1967
Peace and Love. Flower Power. Feeling groovy.
Mary Anne Wade longs to be in San Francisco, where it's happening. Young people congregating to protest war, to foster good-will. No confining rules. Freedom. Change. Equality for all.
Instead, she is stuck in Middletown, Minnesota where the only thing that changes is the seasons. The boys still wear their hair short, their shirts tucked in, and are the polite sort--like James Lambart whom her mother keeps hinting she should date. He is nice enough, but dull. B-O-R-I-N-G.
As her senior year progresses, Mary Anne feels more and more restless. Nobody understands her. She is stagnating in the cornfields of the Midwest while, elsewhere, the beat goes on, as Sonny and Cher say. When Mary Anne learns of the Human Be-In to be held in January at Golden Gate Park, she decides to run away to San Francisco.

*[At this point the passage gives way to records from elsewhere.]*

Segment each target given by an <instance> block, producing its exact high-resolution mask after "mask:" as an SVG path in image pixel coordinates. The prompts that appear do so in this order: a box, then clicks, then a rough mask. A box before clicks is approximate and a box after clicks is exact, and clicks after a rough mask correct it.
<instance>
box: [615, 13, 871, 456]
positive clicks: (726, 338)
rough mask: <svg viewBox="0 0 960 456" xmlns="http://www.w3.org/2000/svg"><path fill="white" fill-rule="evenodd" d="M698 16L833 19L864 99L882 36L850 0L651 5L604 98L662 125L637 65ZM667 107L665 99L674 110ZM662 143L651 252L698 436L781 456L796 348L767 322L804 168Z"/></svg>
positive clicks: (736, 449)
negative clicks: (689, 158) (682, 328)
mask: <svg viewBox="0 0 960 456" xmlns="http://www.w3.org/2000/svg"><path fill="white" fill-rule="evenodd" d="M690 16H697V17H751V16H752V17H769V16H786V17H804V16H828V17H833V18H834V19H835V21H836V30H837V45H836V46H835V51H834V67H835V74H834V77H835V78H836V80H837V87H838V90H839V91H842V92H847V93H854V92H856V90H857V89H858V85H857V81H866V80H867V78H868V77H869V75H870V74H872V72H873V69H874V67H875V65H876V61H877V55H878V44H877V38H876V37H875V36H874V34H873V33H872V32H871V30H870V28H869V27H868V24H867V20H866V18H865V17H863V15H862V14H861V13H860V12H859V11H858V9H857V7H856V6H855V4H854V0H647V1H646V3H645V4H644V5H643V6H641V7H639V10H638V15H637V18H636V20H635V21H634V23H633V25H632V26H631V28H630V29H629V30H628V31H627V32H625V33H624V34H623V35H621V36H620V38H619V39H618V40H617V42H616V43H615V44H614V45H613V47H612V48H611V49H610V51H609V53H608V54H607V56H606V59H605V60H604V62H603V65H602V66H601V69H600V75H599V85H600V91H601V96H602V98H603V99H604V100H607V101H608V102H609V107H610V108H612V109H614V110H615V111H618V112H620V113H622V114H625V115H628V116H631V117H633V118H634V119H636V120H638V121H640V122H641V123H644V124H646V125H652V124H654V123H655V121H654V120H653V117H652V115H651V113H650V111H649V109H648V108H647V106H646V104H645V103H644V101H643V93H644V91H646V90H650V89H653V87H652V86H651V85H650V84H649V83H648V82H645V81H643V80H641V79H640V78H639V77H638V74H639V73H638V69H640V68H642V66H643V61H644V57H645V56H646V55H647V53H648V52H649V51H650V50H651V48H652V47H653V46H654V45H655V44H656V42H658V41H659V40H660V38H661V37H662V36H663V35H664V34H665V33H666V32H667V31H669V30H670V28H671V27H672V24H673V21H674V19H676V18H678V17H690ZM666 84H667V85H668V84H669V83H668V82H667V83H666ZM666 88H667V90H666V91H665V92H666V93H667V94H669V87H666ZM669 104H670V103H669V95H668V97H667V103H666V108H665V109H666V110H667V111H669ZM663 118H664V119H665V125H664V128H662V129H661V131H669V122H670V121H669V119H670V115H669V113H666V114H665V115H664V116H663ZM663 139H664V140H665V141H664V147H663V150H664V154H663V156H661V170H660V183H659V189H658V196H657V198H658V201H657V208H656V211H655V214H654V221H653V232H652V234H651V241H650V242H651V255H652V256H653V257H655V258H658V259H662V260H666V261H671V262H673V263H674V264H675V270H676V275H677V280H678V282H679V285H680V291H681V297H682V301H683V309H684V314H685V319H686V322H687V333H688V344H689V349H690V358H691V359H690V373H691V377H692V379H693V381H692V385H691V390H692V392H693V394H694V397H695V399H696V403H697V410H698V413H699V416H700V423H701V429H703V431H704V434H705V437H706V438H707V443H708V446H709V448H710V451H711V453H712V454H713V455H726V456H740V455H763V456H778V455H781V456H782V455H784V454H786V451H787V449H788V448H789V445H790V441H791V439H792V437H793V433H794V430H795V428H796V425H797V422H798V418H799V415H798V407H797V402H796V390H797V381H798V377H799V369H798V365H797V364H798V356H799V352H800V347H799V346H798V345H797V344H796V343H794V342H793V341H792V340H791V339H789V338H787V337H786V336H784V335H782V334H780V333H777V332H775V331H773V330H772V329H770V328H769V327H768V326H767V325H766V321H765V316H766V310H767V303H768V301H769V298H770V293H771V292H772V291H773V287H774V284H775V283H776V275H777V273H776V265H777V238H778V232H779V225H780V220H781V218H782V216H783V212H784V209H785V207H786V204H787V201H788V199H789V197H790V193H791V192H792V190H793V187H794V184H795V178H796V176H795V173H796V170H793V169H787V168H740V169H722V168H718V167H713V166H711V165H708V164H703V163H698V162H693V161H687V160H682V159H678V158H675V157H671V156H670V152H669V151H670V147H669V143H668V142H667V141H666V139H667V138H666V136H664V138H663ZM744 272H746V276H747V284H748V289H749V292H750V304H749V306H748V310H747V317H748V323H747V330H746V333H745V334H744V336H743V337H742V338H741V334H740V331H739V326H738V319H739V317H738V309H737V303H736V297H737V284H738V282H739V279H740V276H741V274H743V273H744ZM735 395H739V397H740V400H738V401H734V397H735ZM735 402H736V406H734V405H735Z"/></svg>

Upon arrival, she is quickly welcomed by several hippies who invite her to share their pad. But the Haight-Ashbury scene is not all she dreamed it would be. Her savings are quickly borrowed by her roommates whose main interest is in staying high. The lofty ideals she thought Flower Children aspired to were replaced with Timothy Leary's motto of "Turn on, tune in, and drop out."
Nor is anyone interested in hiring someone whose address is in the Haight. Mary Anne soon finds herself wandering the streets and waiting in line at the Diggers' Free Store for food while she ponders how to return home. If she can.
A home she should never have left and a boy she should have given a chance.